In the same way where what seems like less-than-stellar musical choices actually sound surprisingly great, the somewhat overlooked record "Star Destroyer" by Alex Delivery handed up lots of corny synth runs, elongated jams that went all over the place with no direction in mind, quick-turning and overbearing prog-y song structures and in general a ton of goofy shit... AND IT RULED! Taken out of context or looked at on paper, any of the gurgling schizophonic elements that make up the Faust-worshiping fare of this record would be really lame, but somehow there is a glue that both holds it all together and makes the bad tastes taste great together. Not many people I've talked to got this record on their radar, but it's a sweet strange sound worth hearing.

Phosphorescent's "Pride" stood as the best he's done as of yet and a calming and sad symphony of vocal loops and low-light joys.

The Chromatics' "Night Drive" took the band from basement rat dissection and re-wired skree tactics to straight up Italo Disco, all the songs at a sturdy and hypnotic 107 bpm, setting a thematic vibe somewhere between Kate Bush and Goblin.

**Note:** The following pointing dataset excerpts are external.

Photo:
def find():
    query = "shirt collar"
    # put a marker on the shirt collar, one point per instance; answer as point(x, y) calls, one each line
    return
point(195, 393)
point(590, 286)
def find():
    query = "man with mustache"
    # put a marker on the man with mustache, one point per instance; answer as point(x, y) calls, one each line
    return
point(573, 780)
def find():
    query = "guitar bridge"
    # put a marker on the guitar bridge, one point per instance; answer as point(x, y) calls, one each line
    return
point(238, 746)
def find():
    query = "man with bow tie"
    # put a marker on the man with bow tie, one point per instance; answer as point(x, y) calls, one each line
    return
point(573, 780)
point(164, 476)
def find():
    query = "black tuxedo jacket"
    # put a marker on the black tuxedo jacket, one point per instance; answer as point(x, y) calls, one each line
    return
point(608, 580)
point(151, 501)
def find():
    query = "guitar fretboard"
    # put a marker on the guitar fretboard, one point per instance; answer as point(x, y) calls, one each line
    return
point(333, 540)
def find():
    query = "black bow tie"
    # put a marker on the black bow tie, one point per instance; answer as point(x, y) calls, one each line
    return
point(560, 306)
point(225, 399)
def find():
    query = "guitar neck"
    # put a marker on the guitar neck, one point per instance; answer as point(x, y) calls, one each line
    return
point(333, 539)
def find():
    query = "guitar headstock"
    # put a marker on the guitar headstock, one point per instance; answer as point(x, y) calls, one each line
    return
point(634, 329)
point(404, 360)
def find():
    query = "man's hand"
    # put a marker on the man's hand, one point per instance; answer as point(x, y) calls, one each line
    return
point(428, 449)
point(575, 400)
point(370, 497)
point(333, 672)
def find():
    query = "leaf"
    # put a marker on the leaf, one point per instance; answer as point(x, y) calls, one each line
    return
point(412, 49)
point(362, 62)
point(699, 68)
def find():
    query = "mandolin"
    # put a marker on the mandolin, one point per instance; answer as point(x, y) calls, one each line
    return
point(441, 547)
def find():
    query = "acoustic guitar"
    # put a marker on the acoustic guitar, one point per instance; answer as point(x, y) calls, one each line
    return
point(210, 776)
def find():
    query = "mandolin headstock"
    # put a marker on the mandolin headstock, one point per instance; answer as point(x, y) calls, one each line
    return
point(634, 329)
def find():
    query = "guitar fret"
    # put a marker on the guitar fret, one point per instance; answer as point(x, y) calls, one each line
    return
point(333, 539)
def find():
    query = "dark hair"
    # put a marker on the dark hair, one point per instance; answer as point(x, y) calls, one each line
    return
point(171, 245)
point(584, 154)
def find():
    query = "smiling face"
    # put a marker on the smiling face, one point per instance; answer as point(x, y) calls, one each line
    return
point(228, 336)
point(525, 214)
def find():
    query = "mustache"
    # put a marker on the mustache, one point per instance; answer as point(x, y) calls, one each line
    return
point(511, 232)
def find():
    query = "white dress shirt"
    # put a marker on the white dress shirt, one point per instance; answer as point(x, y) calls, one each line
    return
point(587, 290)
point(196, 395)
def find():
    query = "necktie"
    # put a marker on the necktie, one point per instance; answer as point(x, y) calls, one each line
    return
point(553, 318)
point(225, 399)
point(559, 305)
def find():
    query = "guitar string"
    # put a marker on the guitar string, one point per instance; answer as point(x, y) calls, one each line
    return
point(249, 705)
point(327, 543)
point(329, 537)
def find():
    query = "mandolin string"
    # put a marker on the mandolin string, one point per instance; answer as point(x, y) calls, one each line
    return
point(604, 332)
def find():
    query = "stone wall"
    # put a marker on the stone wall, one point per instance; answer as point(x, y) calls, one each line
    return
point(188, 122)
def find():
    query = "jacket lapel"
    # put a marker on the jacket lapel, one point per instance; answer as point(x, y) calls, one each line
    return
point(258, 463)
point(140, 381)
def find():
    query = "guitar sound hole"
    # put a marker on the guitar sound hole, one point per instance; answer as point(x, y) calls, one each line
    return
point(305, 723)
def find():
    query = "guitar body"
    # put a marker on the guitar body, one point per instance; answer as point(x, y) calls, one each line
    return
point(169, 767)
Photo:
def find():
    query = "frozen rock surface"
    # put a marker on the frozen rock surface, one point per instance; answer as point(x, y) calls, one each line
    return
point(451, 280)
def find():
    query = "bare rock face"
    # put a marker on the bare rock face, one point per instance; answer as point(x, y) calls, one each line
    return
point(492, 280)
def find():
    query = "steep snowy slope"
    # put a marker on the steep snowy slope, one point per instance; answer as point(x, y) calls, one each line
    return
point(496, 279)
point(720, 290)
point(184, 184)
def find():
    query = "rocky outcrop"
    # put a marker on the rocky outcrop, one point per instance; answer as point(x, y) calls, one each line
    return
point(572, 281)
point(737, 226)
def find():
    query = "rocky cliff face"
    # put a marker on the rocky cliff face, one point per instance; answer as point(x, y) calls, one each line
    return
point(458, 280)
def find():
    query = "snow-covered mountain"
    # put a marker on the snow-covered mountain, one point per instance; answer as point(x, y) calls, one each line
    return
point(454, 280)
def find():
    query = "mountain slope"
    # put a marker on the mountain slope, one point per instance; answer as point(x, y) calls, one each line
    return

A Sunny Day In Glasgow might be the first in a long line of new bands in a time where the world is out of band names. It's not their fault and it's too bad because their debut full-length "Scribble Mural Comic Journal" is a clever and jittery scrap book of bedroom laptop drum sounds, twee-informed vocals and a new breed of shoegazey guitar wash that doesn't really owe as much to it's historical reference point as the composer's ideas of those reference points. Deerhunter's record was kind of like that, too, but less twee, and seemingly more fake crazy.

High Places made a new 7" and had a bunch of songs online this year, and also happen to be the best band in Brooklyn. They might not have an album-of-the-year or an album this year, but they still make the list on charismatic, inspiring and waterfalls-of-joy style sound alone.

Thurston Moore put on the best show I saw at South By Southwest this year, backed up by Samara Lubeski and Steve Shelley. It actually felt like a show instead of a beer commercial, and the atmosphere was so thick with the sound and vibe the trio was putting out, you felt like you were watching some new amazing band for the first time, enough so to forget the somewhat inhibiting indie mythos that surrounds the "Your Band Could Be My Life" icons. This show was pure fall feelings, rising above the hungry mob and the free vodka and Red Bull energy of the surroundings. The record that came out later was pretty good, too, but nothing like the show.

Vashti Bunyan's "Some Things Just Stick In Your Mind" collection sounded like more than fodder for completeists, and the icy quality of the second disc's low-pressure demo tape is beautiful in a way the fully-produced records can't capture.

I wasn't all that into Jens Lekman's new record, "The Night Falling On The Hill Of The Dusk Central Public Transit Glarbrel", but I did get to see him play a really nice show at the Troubadour in LA very recently, and there were a couple of moments that will stick with me for a long time. He has a song with a Beat Happening sample and the entire sold-out crowd sang the sample in deep Calvin Johnson-y voices, half of them, I'm sure unaware of the source material. It was strangely sad and also really cool. Then he played a cover of Paul Simon's "Call Me Al" where he omitted the chorus because he hated it, and that, too was strangely sad and really cool.

The Karen Dalton live reissue is close to speechlessness.